Update (17 June, 2011)
I see in today’s papers that Foreign Direct Investment for the first quarter of 2011 is 25% of what it was for the same period last year. One of these reasons is the global erosion of capital. Other reasons are described below. What investors of capital look for is long term security. If a government gets a reputation for changing laws and breaking promises, this does not create a climate of certainty about the future.
Original Post (15 June, 2011):
Following on from an earlier post in ‘The Captain’s Blog’ in May 2010 titled “Throwing the Baby out with the Bath Water’, about how Mauritius seems to be doing its utmost to chase out investors, here is an extract from an analysis of current Mauritian economic policy by the Economic Intelligence Unit, dated 6 June 2011:
The dilemma for Mr Jugnauth (Minister of Finance) is that much of the success of Mauritius’s economy since 2005 has been attributed to the economic reforms introduced by his predecessor, Rama Sithanen. These have resulted in Mauritius being ranked as the top country in Sub-Saharan Africa for economic freedom. However, these reforms were politically unpopular and, to some extent, they have been relaxed by Mr Jugnauth, whose economic strategy is based on expansionary economic policies rather than continuing structural and economic reforms. This has been commented on by the IMF and heavily criticised by the World Bank, and could weaken Mauritius’s attractiveness to overseas investors and undermine Mr Jugnauth’s GDP growth target.

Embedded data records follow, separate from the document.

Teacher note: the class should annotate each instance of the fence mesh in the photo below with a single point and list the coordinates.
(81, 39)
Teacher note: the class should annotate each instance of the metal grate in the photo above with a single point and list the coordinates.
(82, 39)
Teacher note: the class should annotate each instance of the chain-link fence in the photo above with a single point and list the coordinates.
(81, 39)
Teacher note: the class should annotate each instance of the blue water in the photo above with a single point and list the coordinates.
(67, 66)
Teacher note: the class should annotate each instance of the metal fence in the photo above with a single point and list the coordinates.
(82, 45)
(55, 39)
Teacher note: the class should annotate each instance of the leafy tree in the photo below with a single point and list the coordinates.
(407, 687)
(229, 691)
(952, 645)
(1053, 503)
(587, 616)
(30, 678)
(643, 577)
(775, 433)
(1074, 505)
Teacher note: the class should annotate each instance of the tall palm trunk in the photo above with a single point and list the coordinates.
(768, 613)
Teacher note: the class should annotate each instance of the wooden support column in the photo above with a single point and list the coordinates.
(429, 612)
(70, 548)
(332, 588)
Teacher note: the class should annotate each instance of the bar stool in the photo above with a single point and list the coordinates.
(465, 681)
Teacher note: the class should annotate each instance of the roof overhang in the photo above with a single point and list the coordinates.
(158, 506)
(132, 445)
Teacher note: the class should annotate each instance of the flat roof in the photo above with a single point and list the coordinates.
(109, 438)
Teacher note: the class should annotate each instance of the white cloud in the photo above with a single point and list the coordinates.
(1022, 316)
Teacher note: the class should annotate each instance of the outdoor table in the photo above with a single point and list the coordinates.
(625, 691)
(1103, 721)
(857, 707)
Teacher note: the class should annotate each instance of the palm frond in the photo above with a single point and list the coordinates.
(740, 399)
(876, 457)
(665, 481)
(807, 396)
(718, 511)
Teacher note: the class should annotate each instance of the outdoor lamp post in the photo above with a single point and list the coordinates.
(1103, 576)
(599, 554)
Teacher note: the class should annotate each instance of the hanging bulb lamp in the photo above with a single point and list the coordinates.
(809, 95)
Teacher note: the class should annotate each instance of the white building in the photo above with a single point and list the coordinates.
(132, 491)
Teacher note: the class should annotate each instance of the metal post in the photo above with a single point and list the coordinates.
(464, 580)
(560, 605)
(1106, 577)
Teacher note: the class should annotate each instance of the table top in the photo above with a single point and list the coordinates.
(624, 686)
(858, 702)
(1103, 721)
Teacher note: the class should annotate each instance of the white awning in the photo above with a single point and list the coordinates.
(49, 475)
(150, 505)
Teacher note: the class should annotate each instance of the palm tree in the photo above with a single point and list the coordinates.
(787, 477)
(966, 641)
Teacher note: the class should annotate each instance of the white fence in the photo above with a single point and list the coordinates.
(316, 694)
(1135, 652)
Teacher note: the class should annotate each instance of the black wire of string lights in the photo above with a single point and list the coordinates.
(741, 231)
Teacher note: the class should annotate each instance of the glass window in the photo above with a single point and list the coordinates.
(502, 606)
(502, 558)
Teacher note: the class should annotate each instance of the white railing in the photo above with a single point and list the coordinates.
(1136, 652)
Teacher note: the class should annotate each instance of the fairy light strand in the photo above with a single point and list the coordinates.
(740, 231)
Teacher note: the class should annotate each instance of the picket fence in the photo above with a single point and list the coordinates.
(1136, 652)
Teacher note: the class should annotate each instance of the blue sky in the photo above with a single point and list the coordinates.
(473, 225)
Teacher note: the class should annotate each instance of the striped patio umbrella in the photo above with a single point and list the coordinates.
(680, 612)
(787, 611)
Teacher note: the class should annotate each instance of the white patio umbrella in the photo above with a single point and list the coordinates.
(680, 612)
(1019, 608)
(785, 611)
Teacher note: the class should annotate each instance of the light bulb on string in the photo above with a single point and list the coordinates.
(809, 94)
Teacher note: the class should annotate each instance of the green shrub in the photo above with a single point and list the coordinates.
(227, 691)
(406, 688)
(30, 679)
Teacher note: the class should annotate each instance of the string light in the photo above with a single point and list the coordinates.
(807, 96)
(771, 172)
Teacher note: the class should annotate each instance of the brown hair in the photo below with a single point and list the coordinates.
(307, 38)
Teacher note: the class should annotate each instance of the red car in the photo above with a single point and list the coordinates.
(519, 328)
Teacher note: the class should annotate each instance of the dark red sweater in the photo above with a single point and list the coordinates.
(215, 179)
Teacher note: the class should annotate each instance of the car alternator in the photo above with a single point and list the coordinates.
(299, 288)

To highlight this point, in 2010 foreign direct investment increased by 67% with the funds flowing into the property and financial sectors and one hospital.
Yet in 2011 we increased reporting and disclosure requirements for Global Business Category 2 companies, taxed dividends received by individuals at 10%, introduced capital gains tax and have failed to renew countless residence permits.
I heard yesterday that there is now a minimum age of 50 on retirement permits. In my humble opinion this is an old fashioned view. Many individuals who retire from the rat race at a fairly young age would love to move to Mauritius with their newly acquired wealth and then manage their portfolios from the comfort of their villas, purchased or rented. They may not be drawing pensions, but they are retired.
It looks to me and many others that certain Mauritians don’t want foreigners here, just their money. This is further evidenced by the failure to deliver on the permanent residence scheme promises after cancelling the other schemes.